Young chefs must spread sustainability message, says top campaigner

By Sophie Witts contact

- Last updated on GMT

Thinkstock/Elena Elisseeva
Thinkstock/Elena Elisseeva

Related tags: Sustainability, Restaurant

The next generation of chefs has a responsibility to ensure future restaurants improve sustainability standards, chef and campaigner Arthur Potts Dawson has warned.

Speaking at a panel at The Restaurant Show this week (6 October) the Roux brothers trained chef explained that eco-friendly standards needed to become normalised across the sector, rather than in a select few restaurants.

“In 15 years’ time restaurants which are not sustainable will be questioned,” he said.

“The next generation has to build sustainability automatically. It can’t be ‘special’ anymore, it needs to be at the core of businesses."

He added that restaurants needed to do more to make eating sustainably accessible to the public.

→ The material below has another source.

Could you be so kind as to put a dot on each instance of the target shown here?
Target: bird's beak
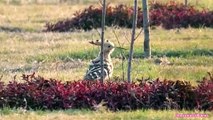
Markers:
(97, 42)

“One issue is that sustainability is not attainable to most people in this country," he said.

"Restaurants need to take away the responsibility for sustainability from the consumer and make decisions for them.”

Veg led menus

Speaking at the same panel, Tristram Stuart, food waste activist and author, argued that restaurants needed to change the focus of their menus to promote sustainable eating.

“It’s about changing the food we eat as well as what we throw away,” he said.

“The biggest contribution to sustainability is reducing consumption of meat and dairy, which are the most resource intensive foods. This saves money as vegetables are always cheaper than meat.

“You have to remember that sustainability and luxury are not the same thing. People often associate organic, free range meat with sustainability, when it’s often the opposite."


Andrew Fishwick, owner of the Truscott Arms - the SRA (Sustainable Restaurant Association) Sustainable Pub of the Year 2015 – told the panel that businesses needed more financial motivation to operate sustainably.

“It absolutely is expensive, for a lot of things you are penalised not incentivised [for being sustainable]," he said.

“There is higher initial capital investment, but the Truscott Arms is now 70 per cent more energy efficient, so you do get payback.”

He added that despite initial costs, the pub had been in profit for the last six months.

“We’re not going to be retiring any time soon,” he said.